Przykładowa tabela analizy czasu pracy [w godzinach]

 

Kategoria

 

Pon   

Wt    

Śr     

Cz    

Pt     

Suma

Procenty

Tworzenie koncepcji

0

1     

1    

0    

0    

2

5%

Wykonywanie dzieła

2

4

1

0

3

10

22%

Spotkania służbowe

2

4

2

6

1

15

33%

Nauka

1

3

4

2

1

11

24%

Inne

1

4

0

0

2

7

16%

W kolumnie „suma” zliczone są godziny w każdym z wierszy. W kolumnie procenty przedstawiono udział procentowy danej kategorii w całym czasie przeznaczonym na pracę (czas poświęcony na daną kategorię zadań dzielony przez sumę wszystkich godzin pracy wyliczoną w tabeli * 100%).

Wynik procentowy przedstawiony jest następnie na wykresie kołowym.

Wykres podziału czasu pracy w rozbiciu na kategorie

Ten wykres jest prezentacją graficzną wyniku otrzymanego w tabeli. Dokonując analizy wykresu trzeba się zastanowić, jak autor tego badania (tu postać hipotetyczna) wykorzystuje swój czas? Czy powinien być z siebie zadowolony czy nie?

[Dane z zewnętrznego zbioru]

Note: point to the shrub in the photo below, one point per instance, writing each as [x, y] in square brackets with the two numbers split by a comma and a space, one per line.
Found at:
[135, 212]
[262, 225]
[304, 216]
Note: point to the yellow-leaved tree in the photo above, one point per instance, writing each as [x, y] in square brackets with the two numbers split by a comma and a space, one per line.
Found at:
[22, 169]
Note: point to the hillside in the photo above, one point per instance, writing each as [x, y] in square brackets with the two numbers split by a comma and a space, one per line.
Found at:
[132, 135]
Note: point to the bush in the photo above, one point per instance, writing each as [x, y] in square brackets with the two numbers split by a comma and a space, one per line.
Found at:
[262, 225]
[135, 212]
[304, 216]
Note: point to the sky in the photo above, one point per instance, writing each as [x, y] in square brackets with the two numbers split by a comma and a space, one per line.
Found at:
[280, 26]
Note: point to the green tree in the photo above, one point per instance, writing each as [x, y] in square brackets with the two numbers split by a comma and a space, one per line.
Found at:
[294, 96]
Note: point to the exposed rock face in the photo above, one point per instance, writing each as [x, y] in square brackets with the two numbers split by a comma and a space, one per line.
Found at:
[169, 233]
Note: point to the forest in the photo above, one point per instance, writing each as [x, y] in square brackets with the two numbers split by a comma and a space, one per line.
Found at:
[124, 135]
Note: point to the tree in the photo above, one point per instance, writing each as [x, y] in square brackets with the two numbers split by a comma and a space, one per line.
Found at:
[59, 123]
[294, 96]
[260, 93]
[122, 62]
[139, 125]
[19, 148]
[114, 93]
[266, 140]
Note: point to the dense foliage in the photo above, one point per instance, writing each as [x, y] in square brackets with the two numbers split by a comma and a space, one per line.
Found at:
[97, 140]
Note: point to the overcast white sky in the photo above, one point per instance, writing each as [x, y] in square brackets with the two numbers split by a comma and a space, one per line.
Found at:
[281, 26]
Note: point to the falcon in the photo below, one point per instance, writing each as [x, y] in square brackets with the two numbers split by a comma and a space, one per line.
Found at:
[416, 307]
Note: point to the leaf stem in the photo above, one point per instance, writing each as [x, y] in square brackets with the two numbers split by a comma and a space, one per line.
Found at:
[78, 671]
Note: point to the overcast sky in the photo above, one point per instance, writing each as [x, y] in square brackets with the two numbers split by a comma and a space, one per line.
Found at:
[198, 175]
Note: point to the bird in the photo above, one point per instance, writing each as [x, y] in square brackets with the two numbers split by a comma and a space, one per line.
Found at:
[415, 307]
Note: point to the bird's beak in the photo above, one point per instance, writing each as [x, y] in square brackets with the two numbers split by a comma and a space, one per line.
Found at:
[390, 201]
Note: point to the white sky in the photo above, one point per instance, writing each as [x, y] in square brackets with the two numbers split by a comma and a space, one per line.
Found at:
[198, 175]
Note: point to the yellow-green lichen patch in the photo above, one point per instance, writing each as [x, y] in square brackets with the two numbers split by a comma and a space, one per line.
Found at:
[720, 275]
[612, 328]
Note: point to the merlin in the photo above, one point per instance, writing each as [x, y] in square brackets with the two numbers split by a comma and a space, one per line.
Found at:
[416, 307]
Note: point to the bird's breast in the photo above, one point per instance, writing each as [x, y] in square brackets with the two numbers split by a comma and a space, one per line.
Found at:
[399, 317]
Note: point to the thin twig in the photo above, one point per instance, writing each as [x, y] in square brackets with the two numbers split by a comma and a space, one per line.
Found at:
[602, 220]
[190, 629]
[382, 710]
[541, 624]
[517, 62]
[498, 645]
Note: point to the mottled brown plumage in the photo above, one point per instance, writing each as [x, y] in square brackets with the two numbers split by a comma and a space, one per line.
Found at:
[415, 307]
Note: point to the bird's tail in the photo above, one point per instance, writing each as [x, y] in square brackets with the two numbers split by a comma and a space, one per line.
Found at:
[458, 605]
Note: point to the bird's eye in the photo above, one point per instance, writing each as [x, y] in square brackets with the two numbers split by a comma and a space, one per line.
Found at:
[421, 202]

Największy udział w całości wykorzystanego czasu pracy mają spotkania służbowe. Pojawia się pytanie, czy one są konieczne? Jaką korzyść przynoszą? Czy można z nich zrezygnować? Czy można je skrócić?

Być może te spotkania są ważną częścią pracy naszego bohatera, ale być może spotkania te są po prostu okazją do pogawędek z kolegami o sprawach mniej istotnych. W takiej sytuacji jest to obszar, który może ulec modyfikacji, np. na korzyść tworzenia koncepcji, która stanowi znacznie wyższą wartość dla realizacji celów naszego pracownika.

Ćwiczenie: Analiza twojego czasu pracy

Poniższe ćwiczenie ma ci uświadomić, w jaki sposób wykorzystujesz swój czas. Powinno się je regularnie wykonywać przez okres 1 tygodnia.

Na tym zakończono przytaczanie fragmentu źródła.